Here, then, are some tips on how to deal with the rising tide of social storage.
1. Small Bits
The first important thing to grasp about the storage of social data is that it comes in high volume but that each piece is relatively small. This is quite different from some other types of storage.
“Social media data is mostly small bits — blog posts, tweets, photos, etc.” observed Bill Peterson, Senior Manager, Big Data Solutions Marketing at NetApp. “Even videos are normally small ones.”
2. Object Lesson
There are different use cases for storing social media data. For example, companies like Twitter and Facebook have to store the data somewhere so it can be retrieved when users want to see it. In addition, organizations want to archive their social media data in bulk so they can try to analyze it and gain insight from this data. The former is known as the foreground copy whereas the latter is the background copy.
“Object-based storage is a natural fit for the foreground copy, as object stores have the necessary scale both in total size and geographic distances to meet the needs of an application like ‘store all the pictures in Facebook’ or ‘store all the tweets on our corporate VPN,’” said Peterson. “Object storage systems normally have http-based interfaces, making it easy to put references to such objects into the Web pages that display them.”
3. Analytics Friendly
For the background, archival copy of social media data, the best practice reason for keeping it is to perform analytics to gain insight. Bundling lots of small objects together into very large files is often a requirement for the analytics platforms to accomplish this task. For example, if you want to analyze tweets, you want a big file full of tweets, not a file (or object) per tweet. Hadoop is one of the platform choices for this class of analytics.
“Hadoop is very good at large files (GB, TB, PB) and not so good at lots of small files,” explained Peterson. “Hadoop also excels at streaming data access and write-once read-many data storage design.”
4. Need for Speed
Social data demands speed.
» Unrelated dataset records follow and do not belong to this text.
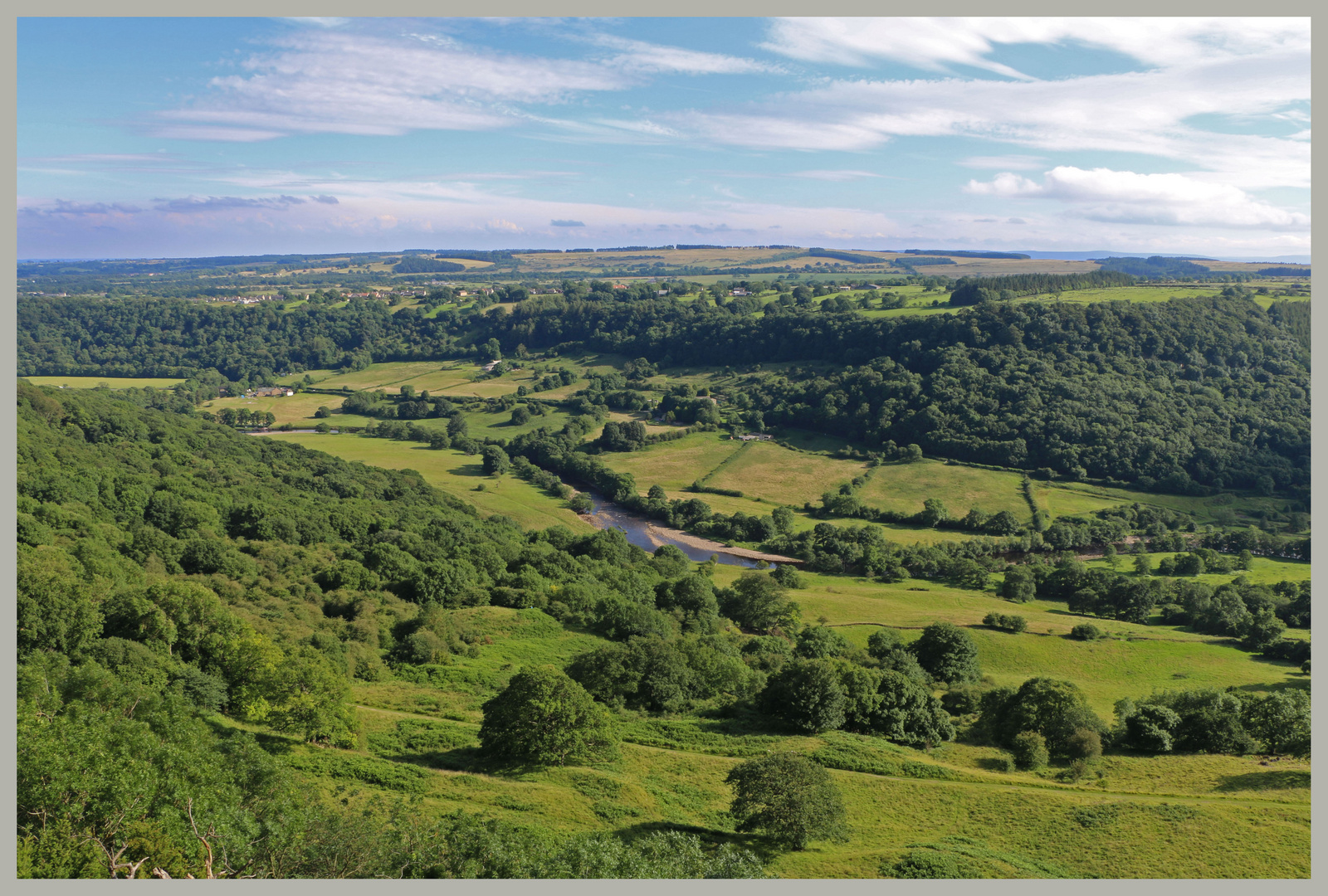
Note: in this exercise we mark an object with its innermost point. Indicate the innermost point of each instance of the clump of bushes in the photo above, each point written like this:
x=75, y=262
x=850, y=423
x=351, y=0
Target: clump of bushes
x=1084, y=745
x=1006, y=623
x=1029, y=749
x=962, y=701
Users typically don’t hang around for buggy applications or slow service. They go elsewhere.
“Working with social data requires storage that can deliver information in near real-time, making solid state drives the top solution,” advised John Scaramuzzo, President of SMART Storage Systems. “However, be on the lookout for SSDs that can achieve high-endurance levels with lower-cost MLC flash to ensure you not only get the required throughput, but can avoid the need to steadily replace burned out drives.”
5. Slower Archives
It isn’t really feasible to discard rarely accessed social data and only store the hot stuff. After all, nobody wants to be the one who, when legal comes looking for something, has to confess that they deleted it. So it should be split into hot and cold sectors according to organizational needs. While the hot data is given fast response, you can get away with slower access times on the rest.
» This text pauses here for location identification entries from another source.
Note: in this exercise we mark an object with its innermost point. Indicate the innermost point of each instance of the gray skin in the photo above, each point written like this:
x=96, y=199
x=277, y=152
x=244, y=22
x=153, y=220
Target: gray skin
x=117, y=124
“For data that is not in active use, response times of 100ms or so are typically acceptable,” said Peterson. “Colder objects can tolerate much lower response times.”
6. Three Tiers, At Least
Peterson recommends at least three tiers: the in-memory (or in-flash) tier, the on-disk tier, and the cold-data tier. Movement from the in-memory to disk tier occurs via basic caching. Movement to the cold data layer, on the other hand, involves some amount of collapsing large numbers of small objects into small numbers of large objects.
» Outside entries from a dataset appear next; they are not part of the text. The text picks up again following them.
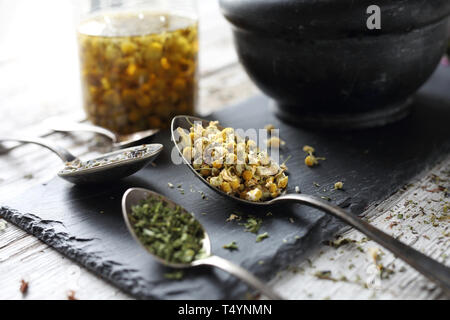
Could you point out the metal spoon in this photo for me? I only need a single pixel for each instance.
(433, 270)
(119, 141)
(101, 173)
(134, 196)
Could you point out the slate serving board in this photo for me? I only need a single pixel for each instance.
(85, 223)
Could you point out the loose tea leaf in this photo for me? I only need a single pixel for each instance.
(138, 69)
(262, 236)
(176, 275)
(231, 246)
(253, 224)
(169, 233)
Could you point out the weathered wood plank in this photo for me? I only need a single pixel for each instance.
(223, 82)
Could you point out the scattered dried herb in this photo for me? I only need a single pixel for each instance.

“If you don’t do this then the old data tier ends up with too many objects,” added Peterson.
7. Storing Profiles
Social profile data is the information that a user passes on to a website through the process of registering with a site such as Facebook or Google. This includes hobbies, interests, friends list, etc. of the user. That’s a lot of very important data that has to be stored and secured effectively.
“Most of the profile data itself is stored as document indexes for performance reasons,” said Vidya Shivkumar, Vice President of Product at Janrain. In addition, it is stored in a relational database for queries that are needed in some use cases.”
Janrain, for example, utilizes relational, key-value stores and document indexes.
8. Bulk Up
The sheer volume of social data can add up to an awful lot of storage arrays. In many cases, it might be better to offload the bulk storage to a cloud service from Amazon, Google, Microsoft etc. Janrain uses Amazon’s infrastructure for hosting.
Why should companies feel the need to handle storage on their own?” asked Shivkumar. “There are a lot of vendors who offer this capability and why would a business not consider it?”
9. Don’t Expect Much Deduplication
Deduplication is workload specific. Traditional backups and VMs, for example, can provide excellent dedupe ratios. However, tweets and blog posts tend to compress but not dedupe. Photos, though, may provide some deduplication gains.
“Items like photos dedupe as multiple people will upload the same picture,” explained Peterson.
10. No Backups
Peterson said that social data is not typically backed up in the usual sense. Instead, multiple copies are made in multiple places. NetApp StorageGrid, for example, allows you to create classes of data by using queries on the metadata.
“Classes of data can have rules, such as requiring at least two copies in at least two different data centers,” noted Peterson. “There is no backup; there is just an engine that attempts to ensure that no matter what happens there are always copies in two physical locations.”